Friday, 30 November 2007

The role of books in our school curriculum

At school we are only expected to read a novel for the exams. Our class read To Kill a Mocking Bird by Harper Lee. This was so we could learn the importance of racial equality.

In second year we also read The Curious Incident of the Dog in the Night Time. This book really got people in my class reading as it was funny, interesting and well written. Everyone enjoyed reading it.

However, there are not enough books in school to promote reading. The only book that’s on the course is the one for the actual exam, and it tends to be very academic, even boring.

I think that more books like Heroin (Maverick House, 2006) should be used in my school and other schools across the country. They should give us books that we can enjoy reading and can learn something from.

This year I’m in Transition Year and there is more free time, both during and after school, to read. My year head told our class to bring our own books to read when we have a free class. This is a great opportunity to get pupils reading. However, I appear to be the only one grasping the opportunity. Is this because most of my class mates were never really encouraged to read in the first place?

Perhaps, if it had been done earlier there would be more of us reading today. Even so, I think there is still a chance. By introducing more exciting, interesting, closer-to-home books, such as Heroin, the numbers of teenagers reading will rise. This way we will both be encouraged to read and to stay off drugs.

by Rebecca-Rose (15), Ireland

Friday, 23 November 2007

My experience with the Mavericks

Ever since I was seven I knew I wanted to be an author. It started when my mother was reading a magazine and I looked over her shoulder to see what she was reading. And suddenly, after seven years of illiteracy, I read out the whole article word perfect, and found out that I had a reading ability of a 12-year-old. After that I spent day and night thinking up stories in my head, and I still do till this day…..

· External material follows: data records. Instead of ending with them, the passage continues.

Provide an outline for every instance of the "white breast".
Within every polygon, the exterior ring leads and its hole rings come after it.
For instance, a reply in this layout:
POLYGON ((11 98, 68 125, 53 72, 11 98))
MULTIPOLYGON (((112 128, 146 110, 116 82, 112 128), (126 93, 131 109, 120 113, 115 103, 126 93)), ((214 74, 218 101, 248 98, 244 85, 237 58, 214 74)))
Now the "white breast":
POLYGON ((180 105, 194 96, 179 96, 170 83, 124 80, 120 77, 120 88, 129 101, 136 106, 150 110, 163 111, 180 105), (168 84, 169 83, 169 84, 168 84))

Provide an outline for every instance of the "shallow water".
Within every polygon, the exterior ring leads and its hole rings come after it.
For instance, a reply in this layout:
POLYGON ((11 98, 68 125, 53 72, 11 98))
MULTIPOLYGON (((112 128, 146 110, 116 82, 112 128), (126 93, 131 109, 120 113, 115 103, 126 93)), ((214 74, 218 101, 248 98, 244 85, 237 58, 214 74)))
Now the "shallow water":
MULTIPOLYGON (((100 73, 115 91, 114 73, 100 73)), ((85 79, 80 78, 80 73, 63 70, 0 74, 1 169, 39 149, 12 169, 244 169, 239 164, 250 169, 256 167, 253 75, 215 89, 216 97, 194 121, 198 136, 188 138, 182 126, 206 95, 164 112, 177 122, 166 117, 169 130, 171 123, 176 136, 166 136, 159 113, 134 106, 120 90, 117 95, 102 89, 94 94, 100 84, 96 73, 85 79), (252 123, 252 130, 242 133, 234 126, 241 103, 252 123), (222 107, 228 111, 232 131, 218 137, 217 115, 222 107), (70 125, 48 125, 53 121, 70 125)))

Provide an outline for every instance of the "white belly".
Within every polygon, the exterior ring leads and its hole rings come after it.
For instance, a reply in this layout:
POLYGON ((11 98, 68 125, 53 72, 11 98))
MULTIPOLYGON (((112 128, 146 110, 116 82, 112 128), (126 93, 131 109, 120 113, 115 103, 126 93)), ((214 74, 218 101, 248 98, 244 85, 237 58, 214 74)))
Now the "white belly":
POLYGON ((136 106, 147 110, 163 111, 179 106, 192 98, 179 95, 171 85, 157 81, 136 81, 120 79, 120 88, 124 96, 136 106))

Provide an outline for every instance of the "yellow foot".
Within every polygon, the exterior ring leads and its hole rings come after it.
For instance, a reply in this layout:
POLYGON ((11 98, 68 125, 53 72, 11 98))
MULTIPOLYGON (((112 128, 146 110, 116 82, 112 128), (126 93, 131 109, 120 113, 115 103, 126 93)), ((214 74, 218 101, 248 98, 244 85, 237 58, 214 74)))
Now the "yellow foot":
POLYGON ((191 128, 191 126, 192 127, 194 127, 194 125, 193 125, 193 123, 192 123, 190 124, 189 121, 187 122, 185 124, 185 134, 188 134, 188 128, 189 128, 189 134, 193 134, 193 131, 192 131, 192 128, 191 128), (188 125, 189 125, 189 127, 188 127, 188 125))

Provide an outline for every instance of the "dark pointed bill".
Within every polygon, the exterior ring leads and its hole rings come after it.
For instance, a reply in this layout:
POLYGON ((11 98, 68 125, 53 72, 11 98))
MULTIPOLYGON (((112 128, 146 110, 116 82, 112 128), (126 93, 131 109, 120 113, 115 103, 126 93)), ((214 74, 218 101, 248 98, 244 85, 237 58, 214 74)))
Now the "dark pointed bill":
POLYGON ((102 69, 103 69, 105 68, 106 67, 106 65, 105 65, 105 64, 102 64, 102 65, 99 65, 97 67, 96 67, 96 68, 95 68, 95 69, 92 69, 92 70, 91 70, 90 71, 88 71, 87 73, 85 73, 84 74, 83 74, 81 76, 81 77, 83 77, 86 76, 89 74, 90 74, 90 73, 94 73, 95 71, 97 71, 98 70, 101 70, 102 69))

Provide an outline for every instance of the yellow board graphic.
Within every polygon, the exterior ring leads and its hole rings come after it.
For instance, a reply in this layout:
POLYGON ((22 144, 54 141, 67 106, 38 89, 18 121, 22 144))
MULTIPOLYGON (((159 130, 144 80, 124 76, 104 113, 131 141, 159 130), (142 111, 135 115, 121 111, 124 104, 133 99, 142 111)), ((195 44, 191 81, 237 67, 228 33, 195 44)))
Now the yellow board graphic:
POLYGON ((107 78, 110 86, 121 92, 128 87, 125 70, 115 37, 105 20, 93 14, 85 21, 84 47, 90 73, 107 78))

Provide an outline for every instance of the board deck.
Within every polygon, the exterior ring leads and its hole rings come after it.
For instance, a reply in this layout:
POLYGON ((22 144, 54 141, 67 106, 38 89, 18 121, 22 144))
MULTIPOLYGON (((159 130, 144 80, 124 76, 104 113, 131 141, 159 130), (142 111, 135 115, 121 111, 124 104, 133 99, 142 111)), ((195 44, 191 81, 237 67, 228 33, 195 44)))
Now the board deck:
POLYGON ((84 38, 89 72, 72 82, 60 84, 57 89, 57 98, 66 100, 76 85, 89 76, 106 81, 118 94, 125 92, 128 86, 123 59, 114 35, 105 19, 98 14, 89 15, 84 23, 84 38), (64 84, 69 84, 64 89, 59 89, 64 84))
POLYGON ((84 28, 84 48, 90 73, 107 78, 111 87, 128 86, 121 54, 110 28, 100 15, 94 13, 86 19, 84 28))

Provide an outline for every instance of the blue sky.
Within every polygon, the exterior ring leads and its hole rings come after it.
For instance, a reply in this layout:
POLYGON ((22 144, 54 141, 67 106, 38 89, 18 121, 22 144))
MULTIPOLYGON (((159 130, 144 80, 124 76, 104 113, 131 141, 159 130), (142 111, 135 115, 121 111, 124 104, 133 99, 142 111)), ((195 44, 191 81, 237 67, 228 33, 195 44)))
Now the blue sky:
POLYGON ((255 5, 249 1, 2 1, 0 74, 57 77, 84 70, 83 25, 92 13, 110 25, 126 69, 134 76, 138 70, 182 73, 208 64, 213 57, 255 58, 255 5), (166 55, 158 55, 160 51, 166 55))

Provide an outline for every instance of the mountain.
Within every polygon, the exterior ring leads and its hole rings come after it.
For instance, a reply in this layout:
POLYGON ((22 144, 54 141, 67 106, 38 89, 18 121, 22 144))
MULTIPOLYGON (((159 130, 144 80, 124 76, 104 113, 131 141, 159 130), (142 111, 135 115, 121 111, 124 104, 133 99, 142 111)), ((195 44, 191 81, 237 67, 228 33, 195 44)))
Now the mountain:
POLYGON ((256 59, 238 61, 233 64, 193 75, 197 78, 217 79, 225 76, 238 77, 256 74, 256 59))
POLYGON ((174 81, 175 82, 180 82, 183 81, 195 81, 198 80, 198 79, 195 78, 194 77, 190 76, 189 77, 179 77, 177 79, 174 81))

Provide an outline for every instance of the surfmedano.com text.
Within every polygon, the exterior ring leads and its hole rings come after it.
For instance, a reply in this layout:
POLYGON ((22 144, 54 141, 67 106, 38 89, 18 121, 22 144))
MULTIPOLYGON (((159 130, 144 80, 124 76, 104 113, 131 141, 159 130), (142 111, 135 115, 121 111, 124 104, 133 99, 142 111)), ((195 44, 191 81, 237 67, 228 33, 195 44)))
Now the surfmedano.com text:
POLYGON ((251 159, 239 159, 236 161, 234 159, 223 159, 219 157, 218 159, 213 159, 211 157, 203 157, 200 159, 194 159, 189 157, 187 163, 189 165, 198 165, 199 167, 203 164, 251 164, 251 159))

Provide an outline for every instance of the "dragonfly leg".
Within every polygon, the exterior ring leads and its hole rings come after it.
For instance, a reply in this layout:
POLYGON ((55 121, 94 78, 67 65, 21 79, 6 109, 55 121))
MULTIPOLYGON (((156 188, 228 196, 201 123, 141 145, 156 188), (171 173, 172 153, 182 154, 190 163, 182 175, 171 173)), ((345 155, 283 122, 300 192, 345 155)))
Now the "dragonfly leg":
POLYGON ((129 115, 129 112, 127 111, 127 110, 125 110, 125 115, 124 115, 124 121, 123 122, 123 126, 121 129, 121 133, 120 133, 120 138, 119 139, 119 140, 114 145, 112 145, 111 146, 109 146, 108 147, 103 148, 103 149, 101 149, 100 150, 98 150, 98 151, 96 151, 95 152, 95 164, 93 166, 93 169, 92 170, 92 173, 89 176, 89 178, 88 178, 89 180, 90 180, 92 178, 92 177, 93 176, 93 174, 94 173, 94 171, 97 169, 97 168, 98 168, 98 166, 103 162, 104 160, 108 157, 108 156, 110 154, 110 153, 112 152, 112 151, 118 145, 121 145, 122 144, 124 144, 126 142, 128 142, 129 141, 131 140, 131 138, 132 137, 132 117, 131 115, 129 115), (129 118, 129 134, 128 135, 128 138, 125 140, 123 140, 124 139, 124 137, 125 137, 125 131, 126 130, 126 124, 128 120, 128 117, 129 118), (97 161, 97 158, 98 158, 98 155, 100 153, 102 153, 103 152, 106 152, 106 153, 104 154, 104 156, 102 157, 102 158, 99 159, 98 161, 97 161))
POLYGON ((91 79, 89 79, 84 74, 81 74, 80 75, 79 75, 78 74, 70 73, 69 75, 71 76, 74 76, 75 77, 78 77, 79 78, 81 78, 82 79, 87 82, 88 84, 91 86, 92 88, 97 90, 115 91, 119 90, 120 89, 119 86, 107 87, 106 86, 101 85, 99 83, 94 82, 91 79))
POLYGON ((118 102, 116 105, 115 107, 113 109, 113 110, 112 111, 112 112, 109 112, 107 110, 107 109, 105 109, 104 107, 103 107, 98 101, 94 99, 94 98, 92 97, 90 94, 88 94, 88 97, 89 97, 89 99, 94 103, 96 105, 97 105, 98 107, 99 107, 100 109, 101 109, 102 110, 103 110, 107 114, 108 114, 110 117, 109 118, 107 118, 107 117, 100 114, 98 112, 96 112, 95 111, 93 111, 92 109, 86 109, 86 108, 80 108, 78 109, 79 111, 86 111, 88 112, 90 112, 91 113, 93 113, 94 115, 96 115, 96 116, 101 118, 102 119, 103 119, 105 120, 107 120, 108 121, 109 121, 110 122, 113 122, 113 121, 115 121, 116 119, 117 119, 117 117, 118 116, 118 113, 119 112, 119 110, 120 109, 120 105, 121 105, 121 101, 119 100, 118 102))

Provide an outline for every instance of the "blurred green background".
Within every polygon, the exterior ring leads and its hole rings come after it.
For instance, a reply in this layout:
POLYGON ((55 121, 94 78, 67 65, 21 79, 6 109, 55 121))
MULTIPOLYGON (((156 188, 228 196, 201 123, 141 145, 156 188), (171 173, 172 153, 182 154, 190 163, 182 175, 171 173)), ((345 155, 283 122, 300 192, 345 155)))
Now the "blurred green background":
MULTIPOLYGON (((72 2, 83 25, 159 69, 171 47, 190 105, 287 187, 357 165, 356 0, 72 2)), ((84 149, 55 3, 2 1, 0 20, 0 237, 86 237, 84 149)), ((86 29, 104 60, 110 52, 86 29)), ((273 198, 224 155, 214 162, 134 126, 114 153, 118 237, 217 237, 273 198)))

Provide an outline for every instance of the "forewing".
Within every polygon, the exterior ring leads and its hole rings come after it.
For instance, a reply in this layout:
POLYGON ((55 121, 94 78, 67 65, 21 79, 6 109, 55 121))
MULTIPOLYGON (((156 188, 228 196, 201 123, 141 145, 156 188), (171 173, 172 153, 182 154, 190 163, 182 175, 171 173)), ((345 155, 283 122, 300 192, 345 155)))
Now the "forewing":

So, nine years later, when I found out that I got into Transition Year, and would be doing work experience, I knew I wanted to do something to do with writing or books. So when Mom told me that she knew someone who owns a publishing company and asked me if I wanted to do work experience there, I instantly said yes.

So here I am on my last day with Maverick House Publishers. I really enjoyed my time here and really felt part of the team, instead of just a third wheel. I thought that everyone was friendly and made me feel welcome. Everybody took the time out to teach me as much as they could about publishing. This really meant a lot to me as they probably had better things to do than teaching a teenager. It was much appreciated.

I now feel that I can be a better writer after all the tips they have given me, even if only in English class.

I don’t know if I will actually take up publishing, or even writing, but this experience was still invaluable. I hope I will be able to take everything I have learnt from here and really apply it to my writing.

So thank you to everyone at Maverick House for putting up with me and giving me this fantastic opportunity. You have all been great; every moment was a pleasure and I will miss you all.

Thank you once again,

Rebecca-Rose Santamaria

Tuesday, 20 November 2007

Musings from a book fair

Frankfurt Book Fair (2007) - After days of trying to keep up as our editorial director wheeled and dealed with distributors, publishers and sales agents from around the world, I finally got a chance to explore some of the thousands of exhibitions at the world’s biggest book fair.

I stumbled across a hall reserved exclusively for children’s books, and I was amazed by the extravaganza of colour, gimmicks and packaging on display.

Under the influence of coffee and orange juice (or should I say kaffee and orangesaft), my bitter inner child awoke as he realised how deprived he had been. I don’t remember my middle-class parents spending a baht on fancy activity books with stickers, magnets and sound effects; they only bought textbooks for school.

Yes, they did value education; however, to them, education did not include fun or bright packaging.

The hall was full of adults making deals and drinking wine in the fairy-tale setting. Standing there made me realise, business and profit aside, how important books are in shaping young minds, and I was particularly pleased to come across a book about a young girl named Camille, whose series of illustrated tales were a language unknown to me. From what I could gather, the book recounts how she befriends a black classmate, playing seesaw with him. In return for her hospitality, the boy offers Camille a candy. A lovely little story, isn’t it?

Perhaps children’s books shouldn’t be called children’s books, but rather books produced by adults for children. Then again, it is our obligation to teach children new things we weren’t taught when we were young, for the world is ever changing. (Perhaps the next mum-and-cub polar bear tale should include a thing or two about the effects of global warming?)

In contrast to the happy-go-lucky themes found in children’s books, most grown-up books are damn serious: genocide, wa, etc. Plus their pages are full of small letters. Boriiiing!

The contrast between adult’s books and children’s made me wonder: if everyone had read Camille’s story, would the world be a better place by now? I believe books are meant to educate readers’ souls and minds. How do we then go from decades to centuries without any real progress? The world seems to be a darker place with each passing day. After who-knows-how many years of passing on our mistakes and virtues from generation to generation through literature, shouldn’t we be making progress? Or are we just innately violent and cruel, no matter how many books we read?